On March 11, Drug Church will release Hygiene, their fourth full-length. While all Drug Church albums find a kind of joy in exploring the dregs of society, Hygiene, much like its predecessor, 2018’s Cheer, continues pointing the finger inward rather than out. Hygiene’s lead single, “Million Miles Of Fun” exemplifies this when Kindlon uses the refrain, “Newsflash/ I need news less” to explore the kind of burnout you feel after staring at your phone all day refreshing Twitter.
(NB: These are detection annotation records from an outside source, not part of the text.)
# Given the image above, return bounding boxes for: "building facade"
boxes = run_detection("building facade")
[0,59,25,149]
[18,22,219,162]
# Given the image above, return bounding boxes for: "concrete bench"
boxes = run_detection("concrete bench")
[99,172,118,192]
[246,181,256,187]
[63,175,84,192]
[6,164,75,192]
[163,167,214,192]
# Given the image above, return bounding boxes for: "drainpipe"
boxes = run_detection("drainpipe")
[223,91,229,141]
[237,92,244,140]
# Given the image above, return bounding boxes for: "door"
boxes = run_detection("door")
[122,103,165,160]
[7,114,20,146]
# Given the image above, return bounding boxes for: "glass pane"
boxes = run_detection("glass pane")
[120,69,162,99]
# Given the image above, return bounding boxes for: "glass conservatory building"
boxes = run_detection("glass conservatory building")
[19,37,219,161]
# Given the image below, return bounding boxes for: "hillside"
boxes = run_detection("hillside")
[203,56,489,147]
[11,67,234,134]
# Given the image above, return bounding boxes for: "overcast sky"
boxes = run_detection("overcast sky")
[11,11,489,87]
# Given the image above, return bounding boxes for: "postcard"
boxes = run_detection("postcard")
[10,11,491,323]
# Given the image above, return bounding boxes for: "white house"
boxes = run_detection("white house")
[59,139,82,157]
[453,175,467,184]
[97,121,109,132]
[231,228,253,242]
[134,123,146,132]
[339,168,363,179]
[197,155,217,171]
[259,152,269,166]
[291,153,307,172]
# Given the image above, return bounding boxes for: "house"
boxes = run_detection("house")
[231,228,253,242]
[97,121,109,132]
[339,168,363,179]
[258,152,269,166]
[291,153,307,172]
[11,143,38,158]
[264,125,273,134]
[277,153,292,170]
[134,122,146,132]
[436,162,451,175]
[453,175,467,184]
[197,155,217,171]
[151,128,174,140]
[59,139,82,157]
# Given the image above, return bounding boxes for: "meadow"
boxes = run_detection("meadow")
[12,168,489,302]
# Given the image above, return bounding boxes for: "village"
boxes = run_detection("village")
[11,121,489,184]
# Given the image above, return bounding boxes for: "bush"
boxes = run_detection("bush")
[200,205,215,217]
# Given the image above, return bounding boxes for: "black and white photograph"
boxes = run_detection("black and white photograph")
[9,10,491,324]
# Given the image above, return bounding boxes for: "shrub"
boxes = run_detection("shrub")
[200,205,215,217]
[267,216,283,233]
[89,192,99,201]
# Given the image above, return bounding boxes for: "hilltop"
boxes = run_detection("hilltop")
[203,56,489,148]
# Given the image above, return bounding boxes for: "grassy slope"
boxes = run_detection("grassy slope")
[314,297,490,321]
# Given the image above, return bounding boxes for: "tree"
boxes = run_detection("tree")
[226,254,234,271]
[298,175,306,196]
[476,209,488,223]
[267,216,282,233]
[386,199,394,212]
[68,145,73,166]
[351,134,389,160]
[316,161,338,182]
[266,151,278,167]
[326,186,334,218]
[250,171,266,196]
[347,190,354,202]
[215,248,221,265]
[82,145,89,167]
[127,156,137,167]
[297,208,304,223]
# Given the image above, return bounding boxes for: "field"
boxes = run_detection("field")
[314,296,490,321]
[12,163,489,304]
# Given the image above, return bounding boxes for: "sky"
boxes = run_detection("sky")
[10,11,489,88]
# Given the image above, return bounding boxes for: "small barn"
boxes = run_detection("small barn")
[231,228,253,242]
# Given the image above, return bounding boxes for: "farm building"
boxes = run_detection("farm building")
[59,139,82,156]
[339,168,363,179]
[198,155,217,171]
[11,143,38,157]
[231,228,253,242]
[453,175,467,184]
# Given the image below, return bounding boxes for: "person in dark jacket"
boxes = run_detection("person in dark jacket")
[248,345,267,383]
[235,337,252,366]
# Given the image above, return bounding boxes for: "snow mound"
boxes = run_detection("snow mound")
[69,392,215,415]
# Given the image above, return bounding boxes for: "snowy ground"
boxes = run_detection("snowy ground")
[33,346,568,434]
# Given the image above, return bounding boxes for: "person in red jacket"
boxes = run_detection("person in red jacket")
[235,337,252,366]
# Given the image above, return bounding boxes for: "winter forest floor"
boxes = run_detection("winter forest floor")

Playing a hybrid of ’90s alt-rock, post-hardcore, and occasionally even pop-punk, Drug Church occupy a space that cuts across previously rigid scene boundaries. It’s why a recent Recording Academy video of Drug Church sister band Militarie Gun (both groups feature Nick Cogan on guitar) described the band as “big chord rock,” which actually is about as close as you can get to summing them up. Drug Church’s music appeals to everyone, from jaded indie heads waiting for the next Archers Of Loaf to the pop-punk kids who got into emo through the Wonder Years and even aging punks who still think nothing can top Leatherface’s Mush — an album Kindlon references on Hygiene. This is big, bounceable rock music that’s full of irresistible hooks. And if you listen close enough, you’ll get a sense of Kindlon’s world-weary perspective.

Just press play on “World Impact,” Drug Church’s new single out today. It’s immediate, slightly heavy, but endlessly hooky. It’ll get stuck in your head without you even realizing that you’re singing along to a song about a kid getting stabbed to death over a petty disagreement. We spoke to Kindlon about how the band approached Hygiene, how he builds a sustainable working life through his bands (Drug Church, Self Defense Family, Sex With A Terrorist), his work writing comic books, and his ever-growing slate of podcasts. Below, hear “World Impact” and read the interview.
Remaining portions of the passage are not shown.